Included were 2016 totals for how much Visit Tampa Bay spent on advertising ($4.7 million), how much it pays its lobbyist ($28,000) and how much it spent on travel ($111,518 on 205 sales and marketing trips).
In addition to the $12.5 million it received last year from Hillsborough County, Visit Tampa Bay also generated $2.5 million in private revenue. Its attempts to boost its own budget with fundraising events, however, were not always successful. A golf tournament that cost $59,000 to put on actually lost $300, according to the disclosures.
While Visit Tampa Bay has reported the salaries of its top executives in federal tax filings, the disclosure Wednesday was the first time the agency has provided salary and bonus information for all of its employees. Visit Tampa Bay maintains that information should have remained secret but agreed to provide it anyway.
In all, personnel costs totaled $4.8 million last year.
"We pay quality people to do a quality job," Corrada said.

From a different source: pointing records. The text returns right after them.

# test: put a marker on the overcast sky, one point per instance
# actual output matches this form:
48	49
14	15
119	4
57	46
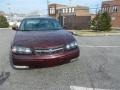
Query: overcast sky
26	6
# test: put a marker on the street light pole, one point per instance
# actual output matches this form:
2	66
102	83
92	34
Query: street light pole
48	7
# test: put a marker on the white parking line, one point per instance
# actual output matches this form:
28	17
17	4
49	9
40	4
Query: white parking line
85	88
89	46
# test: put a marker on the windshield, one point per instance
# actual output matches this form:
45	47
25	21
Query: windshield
39	24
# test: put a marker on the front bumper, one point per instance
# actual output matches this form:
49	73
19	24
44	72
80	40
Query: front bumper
43	61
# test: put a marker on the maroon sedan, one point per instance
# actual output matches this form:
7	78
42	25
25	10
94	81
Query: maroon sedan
42	42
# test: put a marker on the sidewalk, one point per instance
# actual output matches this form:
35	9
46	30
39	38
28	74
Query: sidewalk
92	33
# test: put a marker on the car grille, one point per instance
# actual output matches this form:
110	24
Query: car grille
49	51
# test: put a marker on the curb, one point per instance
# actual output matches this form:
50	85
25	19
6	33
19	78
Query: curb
4	28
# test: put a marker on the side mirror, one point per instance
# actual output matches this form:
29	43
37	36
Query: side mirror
15	28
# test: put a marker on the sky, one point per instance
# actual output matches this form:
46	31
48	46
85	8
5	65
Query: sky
27	6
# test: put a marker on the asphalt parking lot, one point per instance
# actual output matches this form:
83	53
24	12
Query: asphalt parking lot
98	67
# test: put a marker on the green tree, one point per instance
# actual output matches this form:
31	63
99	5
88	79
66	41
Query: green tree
102	22
3	22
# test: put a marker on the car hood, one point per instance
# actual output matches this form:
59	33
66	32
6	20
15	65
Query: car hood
42	39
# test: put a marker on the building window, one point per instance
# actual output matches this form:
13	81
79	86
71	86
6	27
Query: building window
73	9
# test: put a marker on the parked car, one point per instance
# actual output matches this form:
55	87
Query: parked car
42	42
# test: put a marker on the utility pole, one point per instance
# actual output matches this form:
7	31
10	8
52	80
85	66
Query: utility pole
70	2
48	7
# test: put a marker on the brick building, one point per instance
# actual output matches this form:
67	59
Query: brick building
113	8
71	17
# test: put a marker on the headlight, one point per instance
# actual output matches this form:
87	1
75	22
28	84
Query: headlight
71	45
21	50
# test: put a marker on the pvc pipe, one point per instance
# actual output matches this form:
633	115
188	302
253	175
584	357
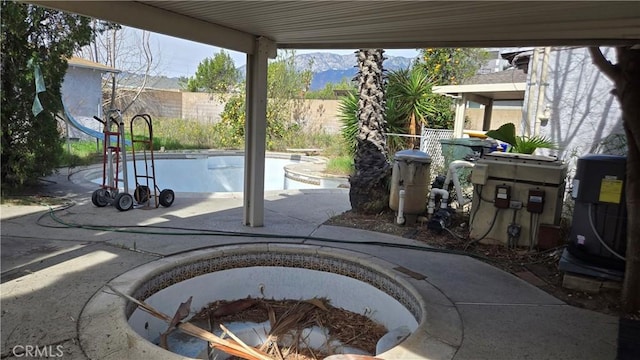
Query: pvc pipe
453	175
432	199
400	219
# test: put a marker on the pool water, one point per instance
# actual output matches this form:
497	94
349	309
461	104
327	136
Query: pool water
213	174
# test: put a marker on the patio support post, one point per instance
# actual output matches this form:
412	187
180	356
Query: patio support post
458	124
256	131
486	120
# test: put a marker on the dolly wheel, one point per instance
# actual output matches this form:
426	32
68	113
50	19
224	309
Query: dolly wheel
123	201
166	197
99	198
141	194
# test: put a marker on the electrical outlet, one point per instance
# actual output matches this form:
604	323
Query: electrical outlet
514	204
503	196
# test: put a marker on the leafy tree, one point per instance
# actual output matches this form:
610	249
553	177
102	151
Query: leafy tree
448	66
217	74
286	87
31	145
626	79
369	192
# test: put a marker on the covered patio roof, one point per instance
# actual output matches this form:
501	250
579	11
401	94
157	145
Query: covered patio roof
381	24
484	89
259	28
513	91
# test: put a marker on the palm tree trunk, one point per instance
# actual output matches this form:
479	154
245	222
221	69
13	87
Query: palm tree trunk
626	77
369	191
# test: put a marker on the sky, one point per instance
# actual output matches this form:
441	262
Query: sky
178	57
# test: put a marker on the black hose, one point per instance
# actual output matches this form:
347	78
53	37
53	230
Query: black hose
493	222
209	232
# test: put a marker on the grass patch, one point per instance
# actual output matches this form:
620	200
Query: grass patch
342	165
79	153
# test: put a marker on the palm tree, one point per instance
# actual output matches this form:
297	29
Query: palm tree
411	90
369	191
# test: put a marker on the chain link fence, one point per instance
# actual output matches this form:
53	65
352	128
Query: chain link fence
430	143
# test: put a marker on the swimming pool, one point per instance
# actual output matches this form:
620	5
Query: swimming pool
223	173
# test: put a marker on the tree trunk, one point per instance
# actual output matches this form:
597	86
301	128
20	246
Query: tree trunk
369	191
626	77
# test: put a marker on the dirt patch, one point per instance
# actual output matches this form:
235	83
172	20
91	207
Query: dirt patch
288	320
540	268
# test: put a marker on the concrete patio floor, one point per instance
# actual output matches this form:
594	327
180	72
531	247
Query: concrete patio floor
50	271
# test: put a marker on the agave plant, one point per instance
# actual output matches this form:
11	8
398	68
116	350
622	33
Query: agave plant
411	89
520	144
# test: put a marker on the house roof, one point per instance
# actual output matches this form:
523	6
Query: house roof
503	85
396	24
500	77
88	64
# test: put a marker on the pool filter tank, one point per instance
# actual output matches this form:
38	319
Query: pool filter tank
598	237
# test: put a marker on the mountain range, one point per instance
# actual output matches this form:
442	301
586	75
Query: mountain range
326	68
332	68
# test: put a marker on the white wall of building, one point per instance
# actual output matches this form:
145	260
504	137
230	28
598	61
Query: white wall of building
581	111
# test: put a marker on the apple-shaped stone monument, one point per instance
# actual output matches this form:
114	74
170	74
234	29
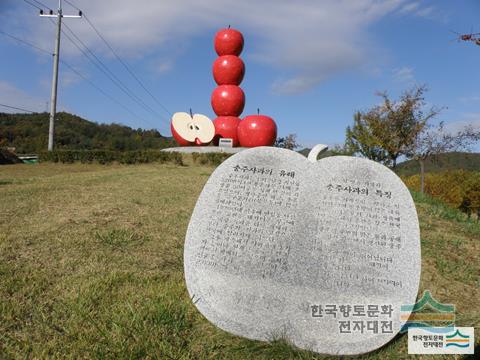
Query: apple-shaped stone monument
322	253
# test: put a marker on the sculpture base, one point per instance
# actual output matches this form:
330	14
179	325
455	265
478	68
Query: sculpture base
204	149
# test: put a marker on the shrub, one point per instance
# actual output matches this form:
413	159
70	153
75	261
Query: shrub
214	159
107	157
459	189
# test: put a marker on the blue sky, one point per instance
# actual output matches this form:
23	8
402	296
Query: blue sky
309	64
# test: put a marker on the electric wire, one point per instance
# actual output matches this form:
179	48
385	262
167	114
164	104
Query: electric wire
125	65
91	83
17	108
90	55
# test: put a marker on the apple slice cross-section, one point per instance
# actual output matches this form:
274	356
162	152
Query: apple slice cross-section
192	130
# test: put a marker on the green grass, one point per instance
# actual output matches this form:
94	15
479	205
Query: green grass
91	266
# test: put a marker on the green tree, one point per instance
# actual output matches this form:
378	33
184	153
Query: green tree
287	142
387	131
434	140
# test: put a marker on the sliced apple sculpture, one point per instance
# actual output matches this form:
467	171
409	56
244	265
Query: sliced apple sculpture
192	130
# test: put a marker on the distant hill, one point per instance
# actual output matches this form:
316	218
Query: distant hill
28	133
442	162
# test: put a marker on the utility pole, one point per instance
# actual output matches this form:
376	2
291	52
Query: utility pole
56	56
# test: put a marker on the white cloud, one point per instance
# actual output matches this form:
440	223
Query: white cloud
307	41
415	8
13	96
468	119
469	99
404	74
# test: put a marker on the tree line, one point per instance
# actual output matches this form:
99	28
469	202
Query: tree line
28	133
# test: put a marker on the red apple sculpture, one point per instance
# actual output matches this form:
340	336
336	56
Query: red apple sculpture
257	130
226	127
228	42
228	100
191	130
228	70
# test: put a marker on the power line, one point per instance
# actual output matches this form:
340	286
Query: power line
42	4
91	83
26	42
120	60
28	2
90	55
16	108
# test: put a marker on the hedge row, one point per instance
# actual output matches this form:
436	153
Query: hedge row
214	159
106	157
459	188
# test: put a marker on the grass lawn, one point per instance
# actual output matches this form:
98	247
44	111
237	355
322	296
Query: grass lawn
91	266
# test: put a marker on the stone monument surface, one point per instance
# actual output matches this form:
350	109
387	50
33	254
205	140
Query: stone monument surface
321	253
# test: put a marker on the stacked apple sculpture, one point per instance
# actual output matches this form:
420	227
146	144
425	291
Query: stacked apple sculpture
228	99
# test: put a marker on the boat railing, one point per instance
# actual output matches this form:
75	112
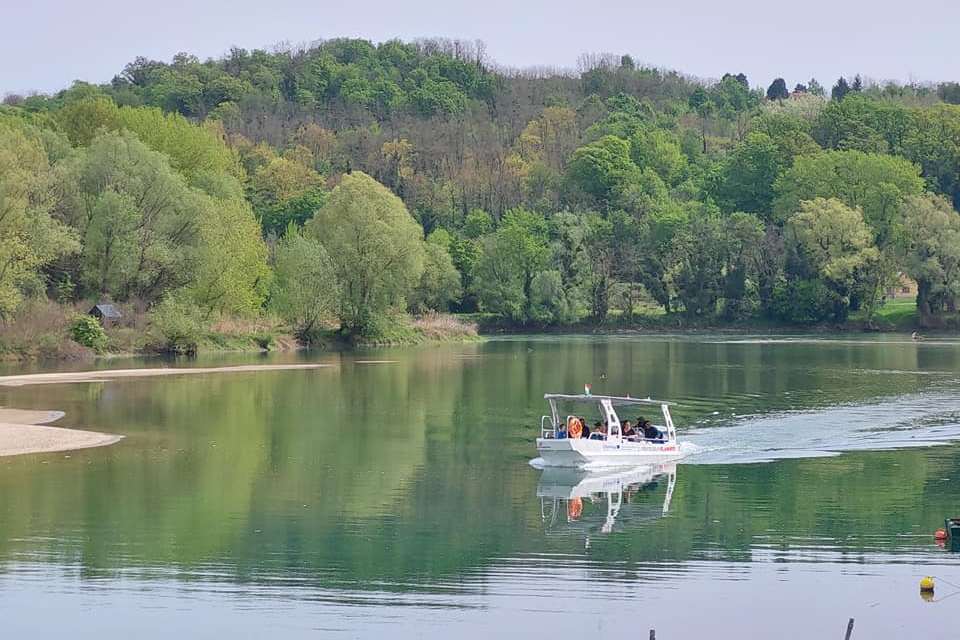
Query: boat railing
550	431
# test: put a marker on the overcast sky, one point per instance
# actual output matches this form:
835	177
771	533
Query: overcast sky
46	44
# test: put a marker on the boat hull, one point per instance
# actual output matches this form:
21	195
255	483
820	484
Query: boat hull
570	452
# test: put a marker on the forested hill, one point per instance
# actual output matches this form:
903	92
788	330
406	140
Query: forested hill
539	196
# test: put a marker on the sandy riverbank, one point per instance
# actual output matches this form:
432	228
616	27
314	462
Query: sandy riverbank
111	374
25	432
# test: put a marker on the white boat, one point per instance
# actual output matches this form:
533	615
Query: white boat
561	443
562	492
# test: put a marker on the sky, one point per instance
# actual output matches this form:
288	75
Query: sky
47	44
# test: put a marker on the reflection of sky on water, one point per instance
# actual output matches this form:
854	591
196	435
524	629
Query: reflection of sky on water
245	507
519	597
918	420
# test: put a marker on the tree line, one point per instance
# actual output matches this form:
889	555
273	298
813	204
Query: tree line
345	182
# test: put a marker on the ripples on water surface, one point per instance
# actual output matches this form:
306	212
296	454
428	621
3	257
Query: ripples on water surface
391	497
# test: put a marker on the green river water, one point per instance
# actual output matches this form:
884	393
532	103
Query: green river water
391	496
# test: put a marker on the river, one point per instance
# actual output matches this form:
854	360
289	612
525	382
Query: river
391	496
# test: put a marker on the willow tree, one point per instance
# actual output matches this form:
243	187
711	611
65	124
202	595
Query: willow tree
29	237
376	247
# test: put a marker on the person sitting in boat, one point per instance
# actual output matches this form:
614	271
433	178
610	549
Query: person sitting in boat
650	432
575	428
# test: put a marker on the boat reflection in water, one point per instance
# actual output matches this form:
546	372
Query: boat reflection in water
573	500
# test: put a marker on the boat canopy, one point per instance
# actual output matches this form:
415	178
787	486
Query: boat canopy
596	398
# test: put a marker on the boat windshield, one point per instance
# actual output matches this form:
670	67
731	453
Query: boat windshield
600	417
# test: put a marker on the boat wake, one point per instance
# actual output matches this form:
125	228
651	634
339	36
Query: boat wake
921	420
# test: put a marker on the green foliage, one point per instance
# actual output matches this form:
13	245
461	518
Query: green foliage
177	326
231	274
803	301
834	245
440	285
512	256
82	120
86	330
199	153
875	183
931	252
778	90
305	289
603	168
546	200
478	223
376	247
30	237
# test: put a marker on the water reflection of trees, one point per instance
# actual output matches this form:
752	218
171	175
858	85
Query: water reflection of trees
414	472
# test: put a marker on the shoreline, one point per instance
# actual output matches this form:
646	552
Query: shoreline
24	432
106	375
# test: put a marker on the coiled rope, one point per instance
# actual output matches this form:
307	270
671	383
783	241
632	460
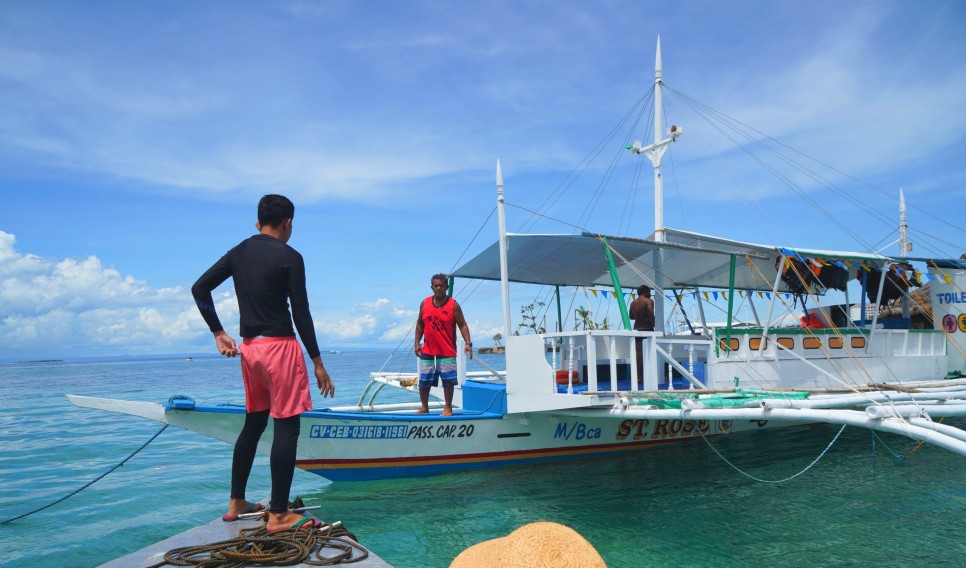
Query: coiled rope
156	434
284	548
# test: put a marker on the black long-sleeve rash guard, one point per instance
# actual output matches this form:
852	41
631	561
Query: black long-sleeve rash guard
267	273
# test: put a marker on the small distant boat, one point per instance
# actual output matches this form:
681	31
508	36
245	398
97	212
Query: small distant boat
577	394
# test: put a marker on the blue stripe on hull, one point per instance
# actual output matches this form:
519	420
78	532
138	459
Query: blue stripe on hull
425	470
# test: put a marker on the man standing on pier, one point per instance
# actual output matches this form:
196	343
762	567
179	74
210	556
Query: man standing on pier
267	274
439	317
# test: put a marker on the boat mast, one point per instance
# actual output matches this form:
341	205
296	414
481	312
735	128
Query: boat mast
504	274
904	245
656	155
655	152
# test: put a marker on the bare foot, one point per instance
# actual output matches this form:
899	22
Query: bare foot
281	521
239	507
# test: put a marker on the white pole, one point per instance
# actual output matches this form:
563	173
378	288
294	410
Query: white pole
658	135
659	234
904	245
504	273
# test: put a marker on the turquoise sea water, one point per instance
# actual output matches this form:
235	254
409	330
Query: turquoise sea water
672	506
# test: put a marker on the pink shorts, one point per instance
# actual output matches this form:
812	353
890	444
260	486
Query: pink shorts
275	376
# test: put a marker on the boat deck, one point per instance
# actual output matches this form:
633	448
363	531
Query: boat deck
215	531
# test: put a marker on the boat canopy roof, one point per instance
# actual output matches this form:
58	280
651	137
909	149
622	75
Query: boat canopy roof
689	260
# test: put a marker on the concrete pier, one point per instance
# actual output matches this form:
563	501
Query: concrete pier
216	531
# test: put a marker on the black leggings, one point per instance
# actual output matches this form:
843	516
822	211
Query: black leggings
282	459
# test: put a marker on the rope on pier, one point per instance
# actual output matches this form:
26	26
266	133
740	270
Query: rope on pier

Corrada made $272,000 in base salary last year, plus the $66,000 bonus. That's up from a total of $164,000 in 2014.
His salary is benchmarked against similar tourism marketing organizations, Corrada said, and his bonus is based on meeting certain accomplishments set by a board of directors.
"If I wasn't doing the job I was doing and I didn't merit that, I wouldn't be doing the job I do today," Corrada said. "I'm expected to be a leader that's an economic engine for the region."
Fred Piccolo, a spokesman for Corcoran, confirmed the speaker's office received Visit Tampa Bay's response, calling the documents "voluminous."
"The House believes in transparency and accountability," Corcoran said in a statement provided by Piccolo. "Today was a victory for both principles. This disclosure is another step in the right direction in cleaning up Tallahassee and reminding those who fancy themselves above the rest that this is the people's House."
If Corcoran is to eliminate government spending on local tourism marketing, he will have to change state law, which has strict rules for how counties can spend tourism development taxes collected from hotels. One of the approved uses is tourism marketing, which defenders say helps draw visitors to the state.
Hillsborough collected $30 million in tourist development taxes during fiscal year 2016.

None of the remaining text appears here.